Probing cage dynamics in concentrated hard-sphere suspensions and glasses with high frequency rheometry

Abstract

The cage concept, a central microscopic mechanism for glassy dynamics, has been utilized in concentrated colloidal suspensions to describe a number of phenomena. Here, we probe the evolution of cage formation and shear elasticity with increasing volume fraction in hard sphere suspensions, with emphasis on the short-time dynamics. To this end, we utilize linear viscoelastic (LVE) measurements, by means of conventional rotational rheometers and a home-made HF piezo-rheometer, to probe the dynamic response over a broad range of volume fractions up to the very dense glassy regime in proximity to random close packing. We focus on the LVE spectra and times shorter than those corresponding to the dynamic shear modulus G′ plateau, where the system approaches transient localization and cage confinement. At these short times (higher frequencies), a dynamic cage has not yet fully developed and particles are not (strictly) transiently localized.
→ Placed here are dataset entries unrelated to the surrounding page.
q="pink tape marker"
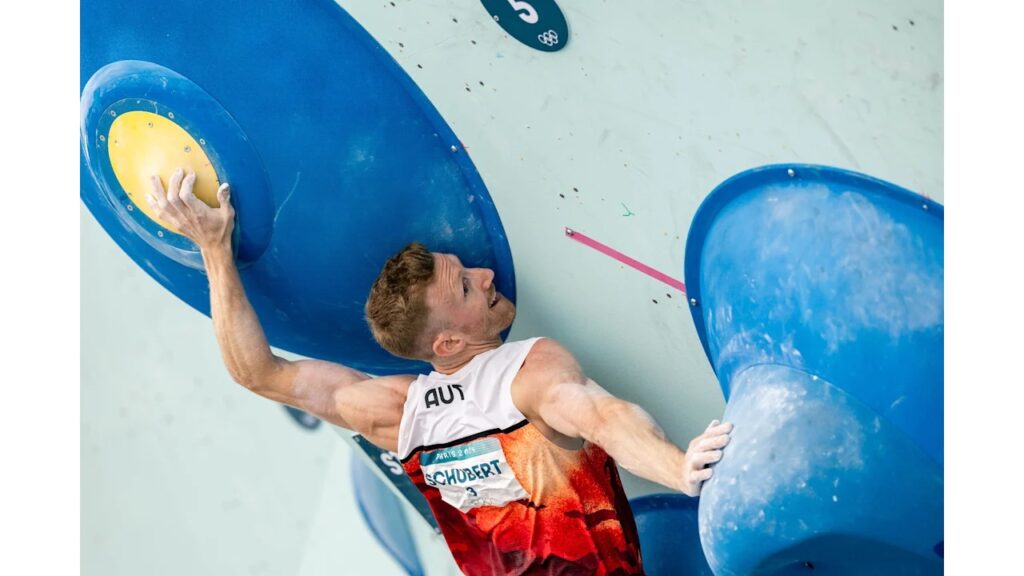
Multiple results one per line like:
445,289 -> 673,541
565,228 -> 686,294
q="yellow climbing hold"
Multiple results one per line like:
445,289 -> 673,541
106,111 -> 220,231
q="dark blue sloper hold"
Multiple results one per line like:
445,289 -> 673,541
482,0 -> 569,52
685,165 -> 943,575
630,494 -> 715,576
81,0 -> 515,375
349,452 -> 424,576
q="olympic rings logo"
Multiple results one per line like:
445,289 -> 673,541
537,30 -> 558,46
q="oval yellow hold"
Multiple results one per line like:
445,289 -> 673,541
106,111 -> 220,232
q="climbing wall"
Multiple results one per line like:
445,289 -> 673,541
82,0 -> 943,574
341,0 -> 943,495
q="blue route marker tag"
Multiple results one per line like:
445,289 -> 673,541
481,0 -> 569,52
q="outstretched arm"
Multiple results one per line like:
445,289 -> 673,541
146,169 -> 412,450
517,340 -> 732,496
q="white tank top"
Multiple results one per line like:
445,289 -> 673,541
398,338 -> 541,460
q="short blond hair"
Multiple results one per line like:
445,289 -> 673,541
366,242 -> 434,360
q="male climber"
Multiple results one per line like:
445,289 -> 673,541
147,169 -> 732,575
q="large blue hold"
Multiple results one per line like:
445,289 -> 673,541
81,0 -> 515,374
685,165 -> 943,575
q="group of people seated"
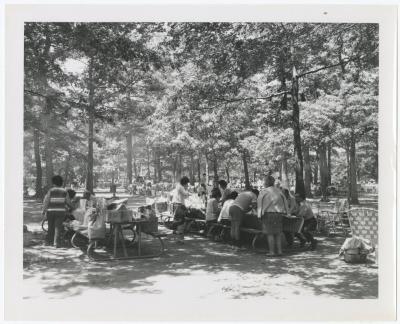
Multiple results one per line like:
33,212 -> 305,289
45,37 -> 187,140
172,175 -> 317,257
42,175 -> 104,248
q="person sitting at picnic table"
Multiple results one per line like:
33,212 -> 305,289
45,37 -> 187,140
172,176 -> 190,243
257,175 -> 289,257
282,188 -> 306,247
42,175 -> 74,248
197,183 -> 207,207
218,180 -> 231,206
205,188 -> 221,235
229,188 -> 259,248
295,194 -> 318,251
218,191 -> 238,226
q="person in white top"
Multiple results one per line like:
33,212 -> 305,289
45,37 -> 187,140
172,177 -> 190,243
257,175 -> 289,256
218,191 -> 238,226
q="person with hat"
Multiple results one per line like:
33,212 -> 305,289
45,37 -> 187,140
257,175 -> 289,257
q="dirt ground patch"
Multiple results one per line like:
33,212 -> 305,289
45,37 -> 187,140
24,203 -> 378,299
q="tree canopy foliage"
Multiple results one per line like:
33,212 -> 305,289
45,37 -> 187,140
24,23 -> 379,202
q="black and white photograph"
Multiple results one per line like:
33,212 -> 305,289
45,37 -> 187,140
5,2 -> 394,320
This corresponds to an effective solid-to-liquid transition in the LVE spectrum (dynamic moduli) marked by a high frequency (HF) crossover. On the other hand, as the volume fraction increases caging becomes tighter, particles become more localized, and the onset of the localization time scale becomes shorter. This onset of transient localization to shorter times shifts the HF crossover to higher values. Therefore, the study of the dependence of the HF crossover properties (frequency and moduli) on volume fractions provides direct insights concerning the onset of particle in-cage motion and allows direct comparison with current theoretical models. We compare the experimental data with predictions of a microscopic statistical mechanical theory where qualitative and quantitative agreements are found. Findings include the discovery of microscopic mechanisms for the crossover between the two exponential dependences of the onset of the localization time scale and the elastic shear modulus at high volume fractions as a consequence of emergent many body structural correlations and their consequences on dynamic constraints. Moreover, an analytic derivation of the relationship between the high frequency localized short-time scale and the elastic shear modulus is provided which offers new physical insights and explains why these two variables are experimentally observed to exhibit nearly-identical behaviors.